Cradick died of an abdominal cancer at Cedars of Lebanon Hospital in Los Angeles, after three surgeries over two years failed to halt the progress of the disease. After Cradick's death, Matt Weinstock included an anecdote about him in one of his regular newspaper columns: "Atty. Charles Cradick, who died last week, had a reputation for forthright speech. Years ago, while in charge of a political campaign, he hired a former congressman to make speeches. The former congressman was fond of relating his oratorial triumphs and bragging how he could hold an audience in the palm of his hand. One day Cradick asked him, 'Did you ever hear of Jack Dempsey?' 'Why of course.' the speaker said, 'I've met him. Why?' 'Well,' drawled Cradick, 'he never had to tell anybody he could fight. They found it out.'" When he died in 1954, the Los Angeles Times described Cradick as an important "'behind-the-scenes' political strategist in Los Angeles for a quarter century".
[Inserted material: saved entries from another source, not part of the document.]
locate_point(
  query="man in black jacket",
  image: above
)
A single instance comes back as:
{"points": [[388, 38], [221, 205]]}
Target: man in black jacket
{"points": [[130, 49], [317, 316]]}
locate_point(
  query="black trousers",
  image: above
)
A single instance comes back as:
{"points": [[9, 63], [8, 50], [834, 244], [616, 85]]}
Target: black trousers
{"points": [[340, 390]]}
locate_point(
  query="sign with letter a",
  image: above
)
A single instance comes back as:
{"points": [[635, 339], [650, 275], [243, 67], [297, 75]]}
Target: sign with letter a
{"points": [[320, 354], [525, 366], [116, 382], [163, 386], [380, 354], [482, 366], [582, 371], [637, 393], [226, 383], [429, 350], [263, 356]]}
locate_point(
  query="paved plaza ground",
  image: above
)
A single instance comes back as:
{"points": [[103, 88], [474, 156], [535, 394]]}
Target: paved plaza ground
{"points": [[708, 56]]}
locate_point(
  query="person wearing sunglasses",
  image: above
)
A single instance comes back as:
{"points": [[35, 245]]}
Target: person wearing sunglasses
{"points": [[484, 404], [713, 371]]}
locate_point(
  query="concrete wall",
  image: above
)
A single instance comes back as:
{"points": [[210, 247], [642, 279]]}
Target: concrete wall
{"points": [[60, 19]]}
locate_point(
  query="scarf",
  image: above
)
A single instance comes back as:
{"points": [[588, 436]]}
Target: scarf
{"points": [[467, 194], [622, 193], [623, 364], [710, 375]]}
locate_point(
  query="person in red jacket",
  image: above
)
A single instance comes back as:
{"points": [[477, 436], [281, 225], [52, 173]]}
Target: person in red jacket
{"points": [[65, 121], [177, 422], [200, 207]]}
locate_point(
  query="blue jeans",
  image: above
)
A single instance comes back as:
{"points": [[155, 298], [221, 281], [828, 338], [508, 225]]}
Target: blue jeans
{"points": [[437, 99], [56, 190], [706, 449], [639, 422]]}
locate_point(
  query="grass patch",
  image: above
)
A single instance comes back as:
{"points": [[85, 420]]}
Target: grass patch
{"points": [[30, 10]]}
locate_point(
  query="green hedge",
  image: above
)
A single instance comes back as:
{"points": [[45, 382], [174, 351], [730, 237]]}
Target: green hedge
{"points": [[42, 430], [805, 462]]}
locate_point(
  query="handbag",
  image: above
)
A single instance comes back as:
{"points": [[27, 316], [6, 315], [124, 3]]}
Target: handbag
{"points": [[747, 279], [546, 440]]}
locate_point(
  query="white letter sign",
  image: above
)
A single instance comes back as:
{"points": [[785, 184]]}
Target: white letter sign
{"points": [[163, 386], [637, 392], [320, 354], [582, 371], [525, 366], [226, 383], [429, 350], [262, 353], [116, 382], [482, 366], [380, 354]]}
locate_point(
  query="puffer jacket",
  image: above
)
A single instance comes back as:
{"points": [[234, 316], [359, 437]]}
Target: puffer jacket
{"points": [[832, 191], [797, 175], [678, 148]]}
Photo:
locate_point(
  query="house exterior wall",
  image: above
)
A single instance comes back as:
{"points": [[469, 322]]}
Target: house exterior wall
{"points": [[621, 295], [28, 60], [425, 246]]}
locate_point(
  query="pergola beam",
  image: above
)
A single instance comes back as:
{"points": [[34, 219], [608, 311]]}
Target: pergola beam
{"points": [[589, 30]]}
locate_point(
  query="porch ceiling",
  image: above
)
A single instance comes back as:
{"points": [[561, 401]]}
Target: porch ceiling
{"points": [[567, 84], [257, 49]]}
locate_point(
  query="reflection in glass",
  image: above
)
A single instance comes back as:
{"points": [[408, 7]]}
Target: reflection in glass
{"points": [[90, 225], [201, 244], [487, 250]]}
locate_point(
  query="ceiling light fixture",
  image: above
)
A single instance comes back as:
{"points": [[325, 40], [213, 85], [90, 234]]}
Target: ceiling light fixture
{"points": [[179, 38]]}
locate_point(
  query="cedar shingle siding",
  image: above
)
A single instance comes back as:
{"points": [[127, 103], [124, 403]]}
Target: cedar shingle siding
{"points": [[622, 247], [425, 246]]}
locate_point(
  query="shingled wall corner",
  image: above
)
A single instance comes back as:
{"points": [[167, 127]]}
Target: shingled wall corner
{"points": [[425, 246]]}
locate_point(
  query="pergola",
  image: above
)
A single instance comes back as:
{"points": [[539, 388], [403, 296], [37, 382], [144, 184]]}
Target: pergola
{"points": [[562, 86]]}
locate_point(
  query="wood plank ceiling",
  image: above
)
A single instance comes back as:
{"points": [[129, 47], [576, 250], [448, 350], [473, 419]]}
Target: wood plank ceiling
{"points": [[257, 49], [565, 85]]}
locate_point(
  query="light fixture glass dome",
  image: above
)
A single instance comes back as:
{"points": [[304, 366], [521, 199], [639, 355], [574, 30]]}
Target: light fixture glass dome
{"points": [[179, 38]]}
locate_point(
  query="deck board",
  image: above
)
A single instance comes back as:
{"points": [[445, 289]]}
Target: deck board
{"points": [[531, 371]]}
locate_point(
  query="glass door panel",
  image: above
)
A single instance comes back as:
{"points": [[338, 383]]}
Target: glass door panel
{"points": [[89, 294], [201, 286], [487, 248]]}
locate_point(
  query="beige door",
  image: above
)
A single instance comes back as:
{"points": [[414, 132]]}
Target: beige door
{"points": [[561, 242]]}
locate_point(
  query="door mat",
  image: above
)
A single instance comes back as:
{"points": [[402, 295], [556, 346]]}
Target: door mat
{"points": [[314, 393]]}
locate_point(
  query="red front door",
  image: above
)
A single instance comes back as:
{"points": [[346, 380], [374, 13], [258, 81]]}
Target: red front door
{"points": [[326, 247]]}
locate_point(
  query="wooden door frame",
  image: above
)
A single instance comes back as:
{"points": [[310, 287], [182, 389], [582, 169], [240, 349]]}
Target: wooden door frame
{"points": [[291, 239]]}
Cradick left no will, but his widow was appointed administrator of his estate, valued at $174,000, although the estate was owed $112,000 more from the sale of Cradick's 112 ft power yacht, the Maria Ines. However, payments on the purchase of the Maria Ines were in default at the time Cradick's former secretary "Miss Sybil Adams, 38" filed an additional $48,000 claim against the estate. She claimed that Cradick still owed her money from the sale of "207 shares each formerly held in the Normandie Club, a Gardena poker palace," and that Mrs. Cradick's request for a monthly allowance of $1,000 from the value of the estate was unreasonable since "the Cradicks had been living apart for many years and that he had not supported Mrs. Cradick in such style. Mrs. Cradick denied from the witness stand there had ever been a separation". The judge granted Mrs. Cradick $500 a month pending the settlement of the estate.